Materiales y significación
La sal, emergiendo del papel mediante procesos de cristalización, introduce un tiempo otro. Frente a la instantaneidad del escaneo y la actualización constante de las bases de datos, el cristal crece lentamente, acumulando capas, generando formaciones impredecibles. La sal es lo que queda cuando el agua se evapora, es el rastro mineral de lo que estuvo vivo. El mar Mediterráneo, ese archivo líquido de travesías y naufragios, es también un cuerpo saturado de sal.
El papel metálico y la manta térmica dorada evocan simultáneamente el residuo orbital, el fragmento desprendido del aparato de vigilancia, y el objeto de emergencia con el que se cubre a los cuerpos rescatados. Su brillo poroso, ni mate ni satinado, remite a la superficie de los satélites y a su degradación. Lo que queda cuando la tecnología se convierte en desecho, y lo que llega cuando la tecnología también es cuidado insuficiente.
La documentación pública de Frontex, rasgada a mano e incorporada al estrato de los drones, opera como material fuente y como gesto crítico.
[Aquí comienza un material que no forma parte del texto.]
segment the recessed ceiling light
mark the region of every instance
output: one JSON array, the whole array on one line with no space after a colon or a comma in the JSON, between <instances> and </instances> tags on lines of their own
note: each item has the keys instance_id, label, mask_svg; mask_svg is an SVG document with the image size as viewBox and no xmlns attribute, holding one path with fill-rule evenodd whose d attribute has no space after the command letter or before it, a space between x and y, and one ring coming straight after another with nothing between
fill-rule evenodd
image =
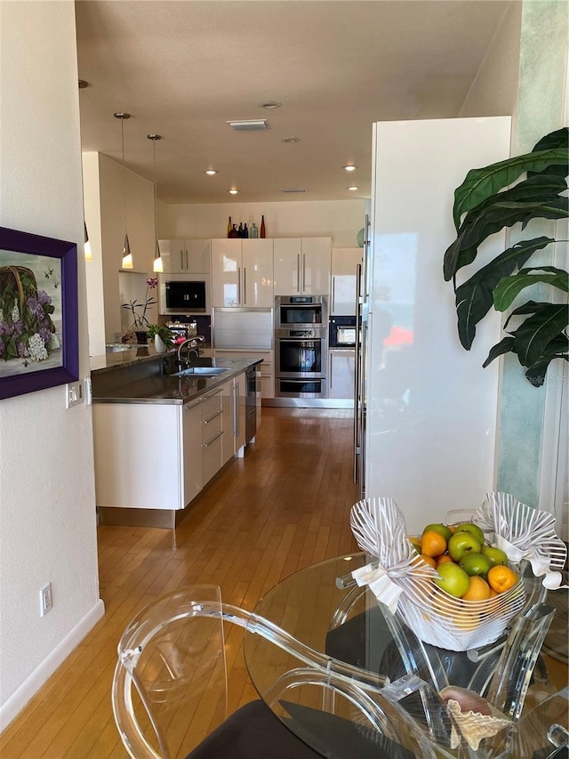
<instances>
[{"instance_id":1,"label":"recessed ceiling light","mask_svg":"<svg viewBox=\"0 0 569 759\"><path fill-rule=\"evenodd\" d=\"M268 129L268 122L266 118L247 118L242 121L227 122L234 132L258 132Z\"/></svg>"}]
</instances>

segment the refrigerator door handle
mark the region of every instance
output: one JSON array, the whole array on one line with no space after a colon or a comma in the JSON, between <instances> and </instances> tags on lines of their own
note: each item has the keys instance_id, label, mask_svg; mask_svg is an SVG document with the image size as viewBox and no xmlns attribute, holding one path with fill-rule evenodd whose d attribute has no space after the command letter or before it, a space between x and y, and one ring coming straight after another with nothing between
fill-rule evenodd
<instances>
[{"instance_id":1,"label":"refrigerator door handle","mask_svg":"<svg viewBox=\"0 0 569 759\"><path fill-rule=\"evenodd\" d=\"M356 267L356 362L354 367L354 482L357 484L359 481L359 457L361 450L361 415L360 415L360 359L361 359L361 319L362 319L362 264L358 263Z\"/></svg>"}]
</instances>

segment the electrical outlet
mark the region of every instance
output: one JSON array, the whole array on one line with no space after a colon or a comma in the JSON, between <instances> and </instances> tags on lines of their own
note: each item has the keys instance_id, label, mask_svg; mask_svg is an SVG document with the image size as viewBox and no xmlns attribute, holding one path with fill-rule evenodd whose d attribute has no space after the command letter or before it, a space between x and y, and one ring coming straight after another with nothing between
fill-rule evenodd
<instances>
[{"instance_id":1,"label":"electrical outlet","mask_svg":"<svg viewBox=\"0 0 569 759\"><path fill-rule=\"evenodd\" d=\"M39 616L45 617L52 605L52 583L48 583L39 592Z\"/></svg>"},{"instance_id":2,"label":"electrical outlet","mask_svg":"<svg viewBox=\"0 0 569 759\"><path fill-rule=\"evenodd\" d=\"M65 408L71 408L72 406L76 406L84 401L83 383L74 382L65 386Z\"/></svg>"}]
</instances>

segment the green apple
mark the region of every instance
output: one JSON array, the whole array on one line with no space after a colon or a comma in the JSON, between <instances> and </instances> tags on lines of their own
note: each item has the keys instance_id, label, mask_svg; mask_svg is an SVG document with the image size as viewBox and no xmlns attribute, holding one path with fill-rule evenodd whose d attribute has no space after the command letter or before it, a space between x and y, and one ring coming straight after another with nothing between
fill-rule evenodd
<instances>
[{"instance_id":1,"label":"green apple","mask_svg":"<svg viewBox=\"0 0 569 759\"><path fill-rule=\"evenodd\" d=\"M423 535L426 532L438 532L439 535L442 535L445 540L448 543L449 538L453 533L445 524L428 524L427 527L423 529Z\"/></svg>"},{"instance_id":2,"label":"green apple","mask_svg":"<svg viewBox=\"0 0 569 759\"><path fill-rule=\"evenodd\" d=\"M490 559L493 566L496 564L508 566L508 556L501 548L494 548L493 545L483 545L482 553Z\"/></svg>"},{"instance_id":3,"label":"green apple","mask_svg":"<svg viewBox=\"0 0 569 759\"><path fill-rule=\"evenodd\" d=\"M472 575L477 575L479 577L483 577L485 580L488 569L492 568L493 563L490 561L490 558L488 556L485 556L484 553L475 553L471 551L462 556L459 561L459 566L464 569L467 575L469 575L470 577L472 577Z\"/></svg>"},{"instance_id":4,"label":"green apple","mask_svg":"<svg viewBox=\"0 0 569 759\"><path fill-rule=\"evenodd\" d=\"M440 564L437 568L437 571L440 575L438 579L435 580L442 590L446 591L449 595L453 595L460 598L467 592L470 585L470 577L467 573L459 567L458 564L453 561L446 561L445 564Z\"/></svg>"},{"instance_id":5,"label":"green apple","mask_svg":"<svg viewBox=\"0 0 569 759\"><path fill-rule=\"evenodd\" d=\"M454 534L456 535L457 532L469 532L470 535L474 535L480 545L484 543L484 532L478 525L474 524L474 522L464 521L462 524L459 524L454 530Z\"/></svg>"},{"instance_id":6,"label":"green apple","mask_svg":"<svg viewBox=\"0 0 569 759\"><path fill-rule=\"evenodd\" d=\"M465 553L479 553L482 544L471 532L454 532L448 542L447 550L453 561L460 561Z\"/></svg>"}]
</instances>

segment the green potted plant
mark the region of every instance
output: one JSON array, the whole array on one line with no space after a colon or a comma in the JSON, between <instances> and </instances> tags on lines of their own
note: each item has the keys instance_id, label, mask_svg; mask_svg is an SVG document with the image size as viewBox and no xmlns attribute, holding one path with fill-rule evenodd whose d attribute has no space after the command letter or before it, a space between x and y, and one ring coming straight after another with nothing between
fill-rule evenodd
<instances>
[{"instance_id":1,"label":"green potted plant","mask_svg":"<svg viewBox=\"0 0 569 759\"><path fill-rule=\"evenodd\" d=\"M154 340L156 353L164 353L174 344L172 333L164 325L148 324L148 333L150 340Z\"/></svg>"},{"instance_id":2,"label":"green potted plant","mask_svg":"<svg viewBox=\"0 0 569 759\"><path fill-rule=\"evenodd\" d=\"M526 176L520 181L524 174ZM521 223L524 230L534 218L567 218L569 201L563 193L567 190L568 174L569 129L564 127L540 140L531 153L472 169L455 190L457 238L445 254L444 276L446 281L453 280L459 337L467 351L474 341L477 324L493 305L496 311L507 311L522 290L534 284L550 285L567 293L565 270L525 267L536 251L566 242L545 236L518 240L460 285L457 272L472 264L487 237L505 227ZM549 363L569 358L566 295L557 300L562 302L527 300L517 305L504 323L506 336L490 350L483 366L512 352L525 368L528 382L536 387L542 385ZM518 322L515 329L510 327L512 318Z\"/></svg>"}]
</instances>

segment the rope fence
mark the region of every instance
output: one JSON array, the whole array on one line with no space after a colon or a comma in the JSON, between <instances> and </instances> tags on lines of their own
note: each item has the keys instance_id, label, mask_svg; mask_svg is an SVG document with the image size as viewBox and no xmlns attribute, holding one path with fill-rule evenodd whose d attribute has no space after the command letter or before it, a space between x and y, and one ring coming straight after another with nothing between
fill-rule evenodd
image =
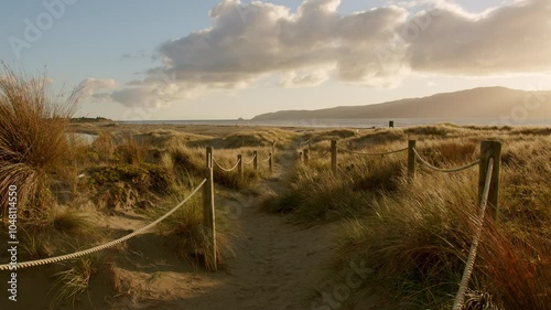
<instances>
[{"instance_id":1,"label":"rope fence","mask_svg":"<svg viewBox=\"0 0 551 310\"><path fill-rule=\"evenodd\" d=\"M475 160L471 163L467 163L465 165L462 165L462 167L458 167L458 168L452 168L452 169L442 169L442 168L437 168L437 167L434 167L432 164L430 164L426 160L424 160L420 154L419 152L417 151L415 148L413 148L413 152L415 153L415 157L419 161L421 161L426 168L431 169L431 170L434 170L434 171L437 171L437 172L446 172L446 173L451 173L451 172L460 172L460 171L463 171L463 170L466 170L466 169L469 169L472 167L475 167L477 165L478 163L480 163L480 160Z\"/></svg>"},{"instance_id":2,"label":"rope fence","mask_svg":"<svg viewBox=\"0 0 551 310\"><path fill-rule=\"evenodd\" d=\"M480 236L484 228L484 214L486 213L486 206L488 205L489 185L491 183L491 174L494 173L494 158L488 160L488 169L486 172L486 178L484 182L484 190L482 194L482 201L478 209L478 218L476 221L475 236L473 237L473 243L471 244L471 250L468 252L467 263L465 264L465 269L463 270L463 277L461 279L460 289L455 296L455 301L453 310L463 309L465 302L465 293L468 287L468 281L471 280L471 275L475 266L476 252L478 249L478 243L480 242Z\"/></svg>"},{"instance_id":3,"label":"rope fence","mask_svg":"<svg viewBox=\"0 0 551 310\"><path fill-rule=\"evenodd\" d=\"M161 223L163 220L165 220L166 217L169 217L170 215L172 215L174 212L176 212L176 210L179 210L182 205L184 205L191 197L193 197L193 195L195 195L195 193L203 186L205 185L205 183L207 183L207 179L204 179L199 185L197 185L193 191L192 193L186 197L184 199L182 202L180 202L176 206L174 206L173 209L171 209L169 212L166 212L163 216L159 217L158 220L151 222L150 224L141 227L141 228L138 228L136 229L134 232L123 236L123 237L120 237L116 240L112 240L112 242L109 242L109 243L106 243L106 244L102 244L102 245L98 245L98 246L95 246L95 247L91 247L91 248L88 248L88 249L85 249L85 250L79 250L79 252L76 252L76 253L72 253L72 254L66 254L66 255L61 255L61 256L55 256L55 257L48 257L48 258L43 258L43 259L36 259L36 260L31 260L31 261L23 261L23 263L17 263L17 269L23 269L23 268L29 268L29 267L35 267L35 266L41 266L41 265L47 265L47 264L52 264L52 263L60 263L60 261L64 261L64 260L71 260L71 259L75 259L75 258L78 258L78 257L82 257L82 256L85 256L85 255L90 255L93 253L96 253L96 252L100 252L100 250L104 250L104 249L107 249L107 248L110 248L110 247L114 247L118 244L121 244L137 235L140 235L140 234L143 234L144 232L151 229L153 226L158 225L159 223ZM10 264L3 264L3 265L0 265L0 270L2 271L6 271L6 270L10 270Z\"/></svg>"},{"instance_id":4,"label":"rope fence","mask_svg":"<svg viewBox=\"0 0 551 310\"><path fill-rule=\"evenodd\" d=\"M206 148L206 167L207 168L215 165L225 172L231 172L231 171L237 169L238 174L242 177L244 172L245 172L245 168L244 168L245 164L252 163L252 169L255 171L258 171L259 162L260 163L268 162L268 170L270 171L270 173L273 171L273 164L272 164L273 163L272 162L273 161L273 152L269 152L268 158L266 158L263 160L259 160L259 156L258 156L257 150L252 151L252 157L250 160L244 160L242 154L239 153L239 154L237 154L237 162L234 164L234 167L225 168L216 159L214 159L213 151L214 151L213 148L210 148L210 147Z\"/></svg>"},{"instance_id":5,"label":"rope fence","mask_svg":"<svg viewBox=\"0 0 551 310\"><path fill-rule=\"evenodd\" d=\"M337 153L338 150L347 153L361 154L361 156L386 156L398 153L402 151L408 151L408 177L410 180L414 179L415 170L417 170L417 161L421 162L424 167L436 171L436 172L445 172L453 173L464 171L466 169L478 165L478 217L476 220L476 229L473 236L473 242L471 244L471 249L468 253L467 261L465 264L465 269L463 271L463 277L460 282L460 288L457 290L457 295L454 300L453 310L461 310L464 307L465 293L468 288L468 282L471 280L471 276L474 270L474 264L476 259L476 252L478 248L478 244L480 242L482 233L484 229L484 216L486 214L486 210L489 207L491 211L491 216L497 220L498 217L498 189L499 189L499 170L501 162L501 142L499 141L482 141L480 142L480 156L479 159L467 163L462 167L443 169L437 168L429 163L426 159L424 159L415 148L415 140L409 140L408 147L395 151L388 152L379 152L379 153L368 153L361 151L353 151L345 148L341 148L337 146L336 140L331 141L331 150L326 153L331 152L331 168L334 173L341 171L345 173L337 164ZM321 157L324 157L326 153L323 153ZM303 158L304 156L304 158ZM303 152L300 153L301 161L307 163L309 161L309 149L304 149Z\"/></svg>"},{"instance_id":6,"label":"rope fence","mask_svg":"<svg viewBox=\"0 0 551 310\"><path fill-rule=\"evenodd\" d=\"M251 163L252 161L255 161L255 159L257 158L257 154L253 154L252 158L250 160L246 160L244 161L245 164L249 164Z\"/></svg>"},{"instance_id":7,"label":"rope fence","mask_svg":"<svg viewBox=\"0 0 551 310\"><path fill-rule=\"evenodd\" d=\"M347 153L361 154L361 156L387 156L387 154L399 153L399 152L403 152L403 151L408 150L408 148L403 148L403 149L399 149L399 150L395 150L395 151L388 151L388 152L367 153L367 152L358 152L358 151L347 150L347 149L344 149L344 148L341 148L341 147L337 147L337 149L339 149L342 151L345 151Z\"/></svg>"},{"instance_id":8,"label":"rope fence","mask_svg":"<svg viewBox=\"0 0 551 310\"><path fill-rule=\"evenodd\" d=\"M239 163L241 162L241 160L238 160L238 161L236 162L236 164L235 164L234 167L229 168L229 169L226 169L226 168L222 167L222 165L220 165L220 164L216 161L216 159L214 159L214 158L213 158L213 162L214 162L214 163L216 164L216 167L218 167L222 171L231 172L231 171L236 170L236 168L239 165Z\"/></svg>"}]
</instances>

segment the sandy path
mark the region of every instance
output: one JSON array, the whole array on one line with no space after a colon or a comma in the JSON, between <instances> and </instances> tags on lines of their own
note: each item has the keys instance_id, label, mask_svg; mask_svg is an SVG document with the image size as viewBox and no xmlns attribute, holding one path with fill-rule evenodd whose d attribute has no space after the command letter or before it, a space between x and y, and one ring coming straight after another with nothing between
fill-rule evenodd
<instances>
[{"instance_id":1,"label":"sandy path","mask_svg":"<svg viewBox=\"0 0 551 310\"><path fill-rule=\"evenodd\" d=\"M263 180L260 189L278 191L281 182ZM310 309L304 300L320 287L321 265L329 257L334 227L299 227L259 211L258 197L238 195L238 200L242 210L234 221L242 237L225 270L205 272L176 266L182 263L154 240L142 240L139 246L148 253L164 254L145 257L151 265L121 270L132 288L114 309ZM152 269L155 264L168 267Z\"/></svg>"}]
</instances>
Los presupuestos, los informes de rendimiento y las planillas de reclutamiento son documentos oficiales publicados por la propia agencia europea. La agencia no oculta la información. La cuestión no es lo que se oculta. Es lo que se muestra abiertamente y aun así no se ve.
Genealogía declarada
Promesas al Norte se inscribe en una tradición de investigación artística sobre la infraestructura contemporánea de la vigilancia. Trevor Paglen ha fotografiado satélites clasificados haciendo visible lo que opera desde la invisibilidad. Hito Steyerl ha analizado la perspectiva vertical del dron y sus consecuencias sobre nuestra relación con el territorio y los cuerpos. Forensic Architecture ha empleado análisis de imágenes satelitales para documentar violaciones de derechos humanos en el Mediterráneo, invirtiendo la vigilancia en herramienta de contravigilancia. Harun Farocki investigó las imágenes operativas hechas para ser procesadas por máquinas y no vistas por humanos.
La conexión con la obra de Ana Mendieta, cubana en el exilio cuyo trabajo exploró persistentemente el desplazamiento y la huella corporal, y con la de Mona Hatoum, cuyo trabajo desde el exilio ha interrogado las geografías del control, articula la dimensión biográfica y política del proyecto. Bouchra Khalili, en The Mapping Journey Project, hace visible la geografía de la clandestinidad migratoria. Promesas al Norte explora el aparato que intenta hacer esa clandestinidad imposible.
Ficha técnica
Fotografía intervenida, impresión y técnica mixta sobre papeles fine art (Canson Infinity Photo Highgloss Premium RC, Baryta Photographique II Matt, Hahnemühle Photo Rag Metallic), papel de oficina, cinta americana, cristalización de sal, fragmentos de manta térmica, acrílico plateado, documentación pública de Frontex rasgada a mano. Dimensiones variables. 2025.